Third world municipalities are saddled by a plethora of challenges in service delivery. They also simultaneously have limited capacities at their disposal to solve the problems. However, public participation can reasonably enhance service delivery through conservation of the available limited resources. The paper investigates the level of water user participation in water conservation in the city of Gweru.  Data was collected from water users and key informants selected from the local authority and citizen representative groups. A survey of 489 households was carried out in the city. Several water conservation and demand management measures were identified. However, the majority of respondents (98%) was never consulted by the local authority and did not participate in water decisions. Only a few respondents (2%) participated in water conservation and demand management consultation meetings. This indicates that decision-making was a sole prerogative of the local authority. Conservation awareness across residential suburbs was incredibly low despite high literacy levels among the residents recorded in the city.
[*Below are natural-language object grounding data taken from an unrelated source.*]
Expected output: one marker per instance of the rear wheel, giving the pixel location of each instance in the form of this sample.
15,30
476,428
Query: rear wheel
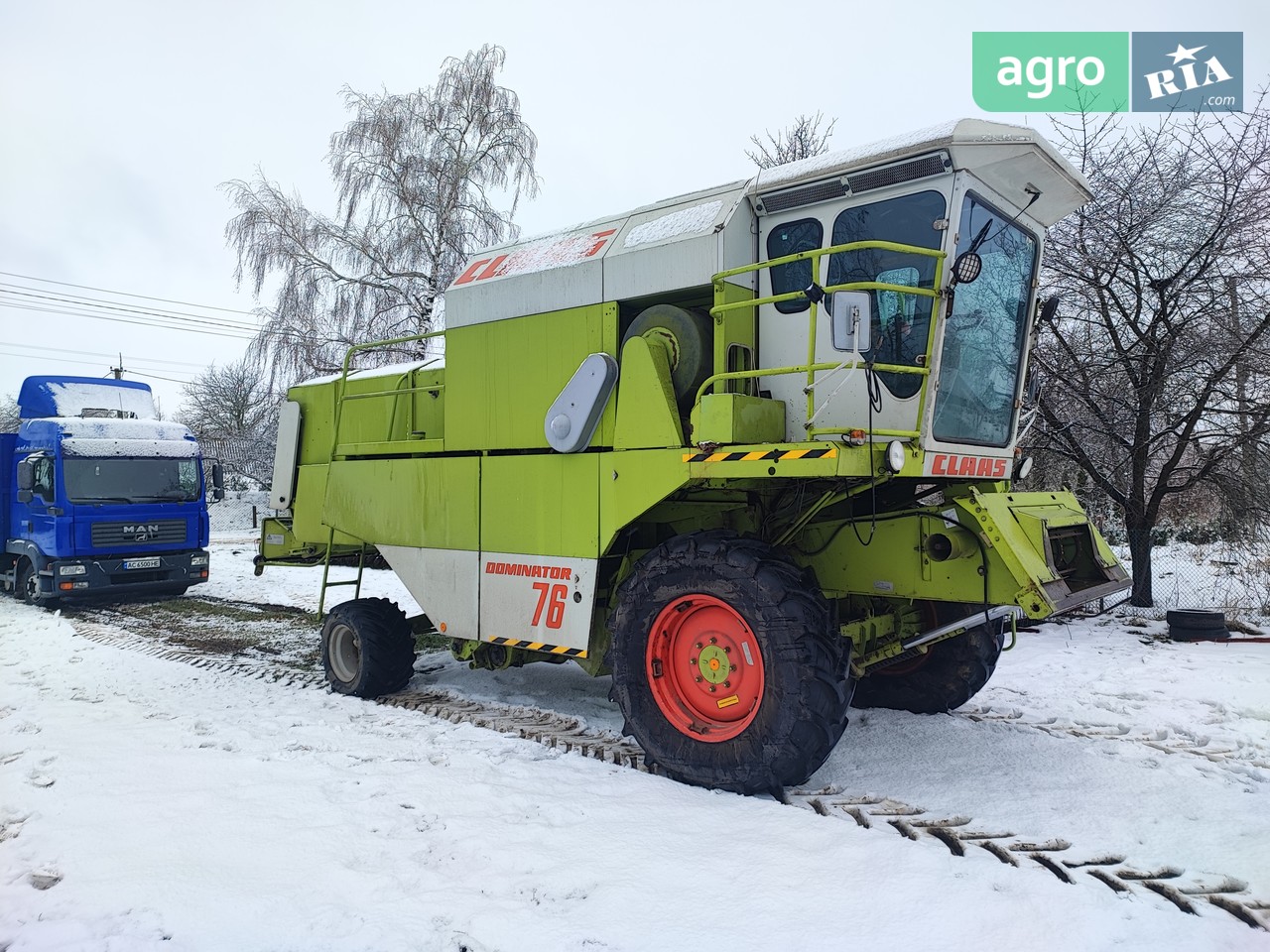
367,648
724,664
949,674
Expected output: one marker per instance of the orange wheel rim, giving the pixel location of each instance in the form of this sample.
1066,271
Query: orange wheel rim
703,667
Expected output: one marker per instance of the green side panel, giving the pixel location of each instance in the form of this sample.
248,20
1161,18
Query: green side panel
647,413
307,524
735,417
502,376
317,422
541,504
429,503
631,483
407,407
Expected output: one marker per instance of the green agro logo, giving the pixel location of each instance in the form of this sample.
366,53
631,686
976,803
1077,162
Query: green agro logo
1016,72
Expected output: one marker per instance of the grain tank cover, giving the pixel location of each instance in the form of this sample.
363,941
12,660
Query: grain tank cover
665,246
84,397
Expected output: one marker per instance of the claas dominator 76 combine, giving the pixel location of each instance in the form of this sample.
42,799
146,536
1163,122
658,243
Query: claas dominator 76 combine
749,451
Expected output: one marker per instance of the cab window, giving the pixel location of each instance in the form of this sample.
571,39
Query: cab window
42,471
902,322
789,239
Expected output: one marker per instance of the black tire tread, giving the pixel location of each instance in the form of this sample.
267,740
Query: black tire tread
386,647
955,671
799,734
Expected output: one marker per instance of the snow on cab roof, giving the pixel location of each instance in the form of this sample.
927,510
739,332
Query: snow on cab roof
80,397
105,436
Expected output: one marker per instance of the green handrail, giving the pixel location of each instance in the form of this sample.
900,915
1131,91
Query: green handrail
812,367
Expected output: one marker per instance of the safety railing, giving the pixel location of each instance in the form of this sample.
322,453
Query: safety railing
812,367
395,393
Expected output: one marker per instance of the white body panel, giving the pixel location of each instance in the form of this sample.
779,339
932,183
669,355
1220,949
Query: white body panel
444,581
540,599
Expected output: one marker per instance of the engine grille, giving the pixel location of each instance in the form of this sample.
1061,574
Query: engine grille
128,534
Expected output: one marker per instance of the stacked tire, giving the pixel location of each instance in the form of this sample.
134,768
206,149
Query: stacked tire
1196,625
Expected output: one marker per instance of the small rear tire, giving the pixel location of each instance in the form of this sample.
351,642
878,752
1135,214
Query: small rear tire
367,648
949,674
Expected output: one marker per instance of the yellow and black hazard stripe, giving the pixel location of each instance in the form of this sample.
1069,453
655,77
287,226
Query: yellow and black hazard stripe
772,454
540,647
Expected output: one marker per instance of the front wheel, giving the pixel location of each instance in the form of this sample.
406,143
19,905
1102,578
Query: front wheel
367,648
28,588
724,664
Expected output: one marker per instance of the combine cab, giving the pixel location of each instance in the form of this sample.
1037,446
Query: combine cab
751,451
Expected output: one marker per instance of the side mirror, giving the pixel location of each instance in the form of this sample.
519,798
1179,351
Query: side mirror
966,268
1048,308
217,483
851,320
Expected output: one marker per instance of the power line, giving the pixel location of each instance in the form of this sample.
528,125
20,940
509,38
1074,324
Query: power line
123,320
139,311
123,294
95,353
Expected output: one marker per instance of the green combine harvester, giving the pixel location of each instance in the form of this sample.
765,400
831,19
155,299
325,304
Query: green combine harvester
751,451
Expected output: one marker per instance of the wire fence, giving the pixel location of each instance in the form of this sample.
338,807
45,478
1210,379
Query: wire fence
1232,576
240,512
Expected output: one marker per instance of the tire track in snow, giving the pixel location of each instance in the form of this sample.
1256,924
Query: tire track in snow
959,834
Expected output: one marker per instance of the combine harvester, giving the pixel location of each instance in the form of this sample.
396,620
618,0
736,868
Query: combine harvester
749,451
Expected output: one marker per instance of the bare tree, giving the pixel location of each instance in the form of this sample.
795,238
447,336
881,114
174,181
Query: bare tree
1156,379
417,178
801,140
234,414
9,416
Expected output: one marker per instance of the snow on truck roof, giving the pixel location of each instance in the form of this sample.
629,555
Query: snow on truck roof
107,436
82,397
683,241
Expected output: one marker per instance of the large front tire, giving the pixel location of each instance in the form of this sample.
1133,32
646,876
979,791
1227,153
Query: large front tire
943,679
725,666
367,648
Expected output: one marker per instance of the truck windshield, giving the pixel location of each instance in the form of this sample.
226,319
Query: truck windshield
983,336
131,480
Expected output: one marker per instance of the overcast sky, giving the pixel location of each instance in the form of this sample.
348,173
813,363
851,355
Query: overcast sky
121,118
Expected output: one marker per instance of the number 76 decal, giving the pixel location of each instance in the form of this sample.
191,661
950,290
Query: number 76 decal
553,598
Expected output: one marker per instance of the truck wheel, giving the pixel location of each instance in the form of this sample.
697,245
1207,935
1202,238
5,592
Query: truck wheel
948,675
691,338
367,648
724,664
28,587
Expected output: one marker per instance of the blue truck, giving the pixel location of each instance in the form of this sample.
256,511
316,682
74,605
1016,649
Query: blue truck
98,497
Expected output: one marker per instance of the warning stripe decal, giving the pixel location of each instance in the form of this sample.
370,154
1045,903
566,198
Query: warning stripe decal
826,453
541,647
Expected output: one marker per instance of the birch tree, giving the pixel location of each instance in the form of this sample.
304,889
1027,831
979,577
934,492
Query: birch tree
421,179
799,140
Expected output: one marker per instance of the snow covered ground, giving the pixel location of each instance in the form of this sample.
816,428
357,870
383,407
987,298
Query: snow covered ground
146,803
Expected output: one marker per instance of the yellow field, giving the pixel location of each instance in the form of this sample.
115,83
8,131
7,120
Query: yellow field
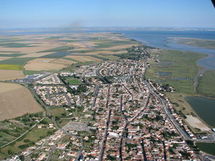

Respondents reported significantly low participation (p = 0.078) in water conservation trainings which may have translated into limited conservation literacy. The findings also revealed poor communication channels between the local authority and residents such that water users felt disrespected and disregarded. Unfortunately no initiatives were in place to encourage and enable water user participation in water management. Lack of water user participation will perpetuate water conservation and demand management problems in the city of Gweru. It is therefore recommended that active participation channels be opened for sustainable water utilization and service delivery to be realized in Gweru.